Targeted approaches prioritise elevation of critical infrastructure, improved drainage at high-risk sites, backup power and communications, and nature-based solutions such as permeable surfaces or retention basins tailored to local hydrology. This differentiated strategy aligns investments with actual exposure levels rather than applying blanket standards.
Implications for Chinese Healthcare Infrastructure
China's hospital system has expanded dramatically in recent decades, yet many facilities were designed without full consideration of intensifying climate hazards. The modelling highlights opportunities to incorporate resilience during new construction and major renovations. University-affiliated teaching hospitals, which often lead in medical innovation and training, stand to benefit particularly from these insights as they model best practices for the broader sector.
Administrators can use the framework to conduct site-specific audits, prioritise capital projects, and integrate flood preparedness into emergency protocols. The findings also inform national health planning by quantifying how climate risks could strain insurance systems and workforce capacity.
Connections to Broader Urban Resilience Initiatives
China has pursued sponge city programmes since 2015 to enhance urban water absorption through green infrastructure. The hospital-focused study complements these efforts by demonstrating how sector-specific assessments can refine city-wide strategies. Hospitals located in pilot sponge cities may already possess partial protections, yet the projections indicate that additional measures will be necessary under future climate conditions.
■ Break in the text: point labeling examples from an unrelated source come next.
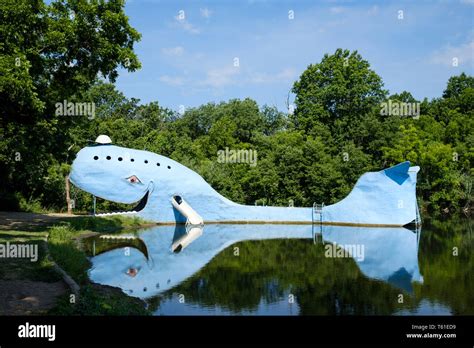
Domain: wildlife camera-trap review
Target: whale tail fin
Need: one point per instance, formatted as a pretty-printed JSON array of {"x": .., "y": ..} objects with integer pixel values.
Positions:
[{"x": 387, "y": 197}]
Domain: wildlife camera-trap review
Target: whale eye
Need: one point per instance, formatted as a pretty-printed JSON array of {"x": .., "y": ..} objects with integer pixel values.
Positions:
[{"x": 133, "y": 180}]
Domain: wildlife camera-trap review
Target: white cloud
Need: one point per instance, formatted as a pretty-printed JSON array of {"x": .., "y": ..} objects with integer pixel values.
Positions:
[
  {"x": 218, "y": 78},
  {"x": 464, "y": 54},
  {"x": 373, "y": 10},
  {"x": 186, "y": 26},
  {"x": 173, "y": 51},
  {"x": 172, "y": 80},
  {"x": 205, "y": 12},
  {"x": 337, "y": 9},
  {"x": 287, "y": 75}
]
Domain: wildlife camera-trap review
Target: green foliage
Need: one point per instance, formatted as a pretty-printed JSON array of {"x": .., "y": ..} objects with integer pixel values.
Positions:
[
  {"x": 336, "y": 133},
  {"x": 95, "y": 301},
  {"x": 50, "y": 53}
]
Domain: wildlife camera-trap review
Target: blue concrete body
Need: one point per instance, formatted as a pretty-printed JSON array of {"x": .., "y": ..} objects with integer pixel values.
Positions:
[{"x": 387, "y": 197}]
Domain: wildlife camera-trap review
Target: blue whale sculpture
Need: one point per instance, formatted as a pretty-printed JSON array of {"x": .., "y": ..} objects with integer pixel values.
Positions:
[{"x": 123, "y": 175}]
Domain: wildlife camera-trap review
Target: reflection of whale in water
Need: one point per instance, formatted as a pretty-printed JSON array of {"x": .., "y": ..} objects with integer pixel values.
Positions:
[
  {"x": 388, "y": 252},
  {"x": 97, "y": 245}
]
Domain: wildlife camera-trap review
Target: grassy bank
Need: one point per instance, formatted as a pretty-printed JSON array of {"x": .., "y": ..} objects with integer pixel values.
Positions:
[{"x": 63, "y": 239}]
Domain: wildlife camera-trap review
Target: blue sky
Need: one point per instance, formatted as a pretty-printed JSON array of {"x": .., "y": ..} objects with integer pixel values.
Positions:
[{"x": 191, "y": 61}]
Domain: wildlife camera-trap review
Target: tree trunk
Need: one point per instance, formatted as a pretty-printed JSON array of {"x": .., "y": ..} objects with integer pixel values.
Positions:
[{"x": 68, "y": 197}]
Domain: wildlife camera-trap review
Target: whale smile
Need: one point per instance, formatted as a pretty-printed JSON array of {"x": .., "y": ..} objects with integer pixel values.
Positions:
[{"x": 138, "y": 206}]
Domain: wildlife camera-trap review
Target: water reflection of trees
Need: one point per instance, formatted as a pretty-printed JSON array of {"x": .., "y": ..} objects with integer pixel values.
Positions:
[{"x": 269, "y": 270}]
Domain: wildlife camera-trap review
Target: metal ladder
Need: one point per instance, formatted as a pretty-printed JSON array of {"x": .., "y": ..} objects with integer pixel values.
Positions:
[
  {"x": 317, "y": 210},
  {"x": 417, "y": 223}
]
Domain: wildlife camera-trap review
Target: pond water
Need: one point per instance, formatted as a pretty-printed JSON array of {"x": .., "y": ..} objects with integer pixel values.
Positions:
[{"x": 292, "y": 269}]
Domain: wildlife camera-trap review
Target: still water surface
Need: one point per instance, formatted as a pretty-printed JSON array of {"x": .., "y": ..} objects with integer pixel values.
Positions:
[{"x": 292, "y": 269}]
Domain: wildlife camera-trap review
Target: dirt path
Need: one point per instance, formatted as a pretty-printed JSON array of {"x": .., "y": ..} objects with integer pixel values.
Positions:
[
  {"x": 28, "y": 221},
  {"x": 26, "y": 297},
  {"x": 18, "y": 294}
]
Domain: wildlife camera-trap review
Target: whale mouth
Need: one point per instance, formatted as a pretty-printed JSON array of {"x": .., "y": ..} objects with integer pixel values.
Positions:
[{"x": 138, "y": 206}]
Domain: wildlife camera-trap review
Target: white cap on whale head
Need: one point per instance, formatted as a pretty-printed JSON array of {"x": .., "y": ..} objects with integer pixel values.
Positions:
[{"x": 103, "y": 139}]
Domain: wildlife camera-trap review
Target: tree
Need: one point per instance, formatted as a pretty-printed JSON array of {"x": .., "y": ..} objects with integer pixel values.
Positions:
[
  {"x": 336, "y": 92},
  {"x": 50, "y": 53}
]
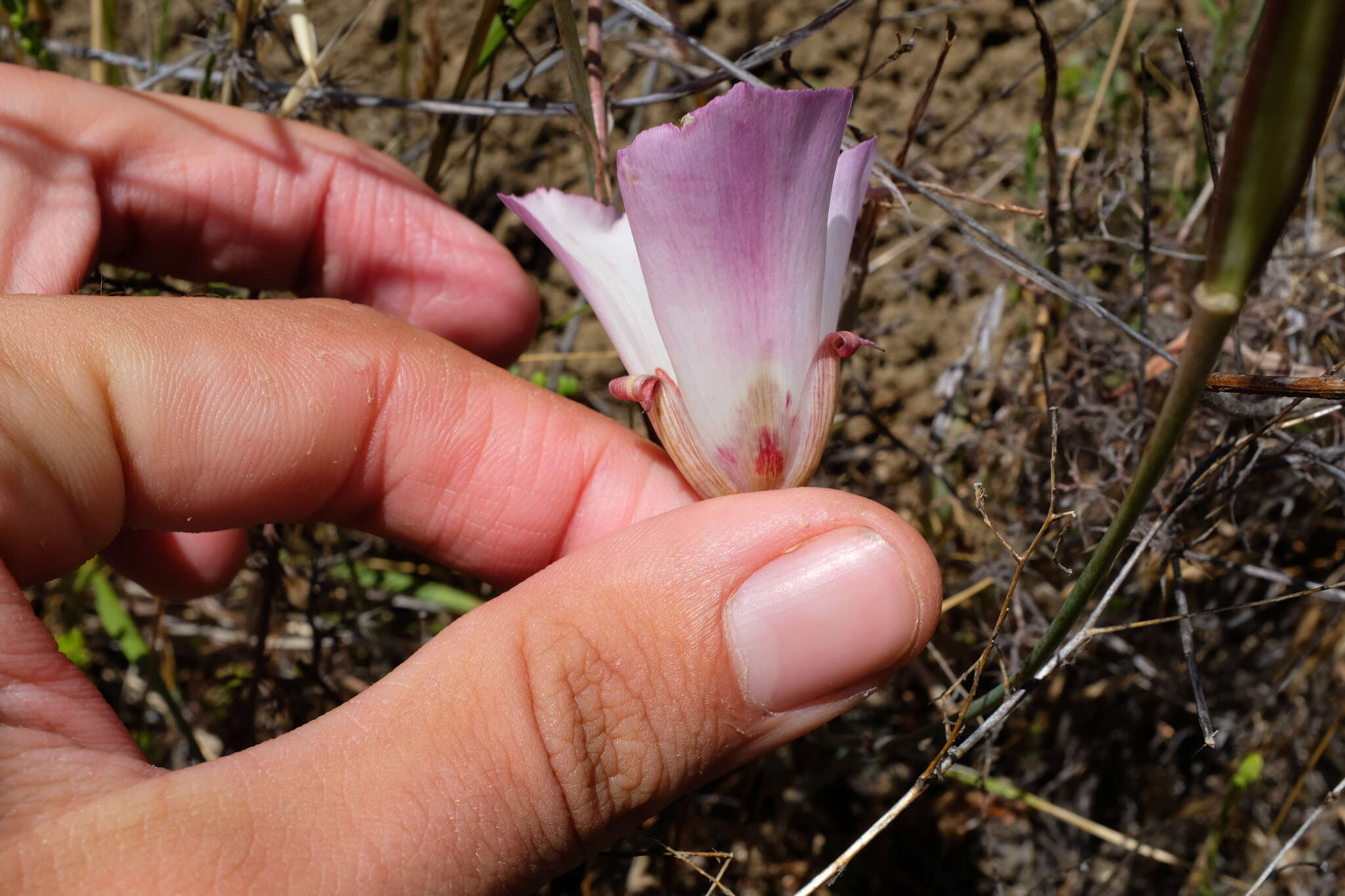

International comparisons, such as assessments of Eastern Seaboard hospitals in the United States, reveal similar vulnerabilities, suggesting lessons from China's scale and data-driven approach could inform global practices in climate-resilient healthcare design.
Recommendations for Policymakers, Hospitals, and Researchers
Policymakers should support fine-scale risk mapping and allocate adaptation funding based on evidence rather than uniform mandates. Hospitals can begin by reviewing elevation data, drainage capacity, and backup systems while participating in municipal climate adaptation planning. Researchers in environmental science, public health, and engineering are encouraged to extend the modelling to other critical infrastructure sectors and refine projections with emerging climate data.
PhD programmes in climate adaptation, urban planning, and health systems research may find rich opportunities in applying similar methodologies elsewhere. Collaboration between earth system scientists and medical faculties can accelerate translation of findings into practice.
Photo by Jeffrey Zhang on Unsplash
Future Outlook and Research Needs
As climate projections evolve and urbanisation continues, iterative updates to hospital risk assessments will be essential. Integration of real-time monitoring, machine learning for flood forecasting, and socio-economic vulnerability layers could further enhance the framework. Long-term tracking of implemented adaptations will validate model predictions and identify effective interventions.
The study provides a replicable template for other nations facing comparable challenges, emphasising that targeted, data-informed strategies deliver superior returns on resilience investments compared with one-size-fits-all solutions.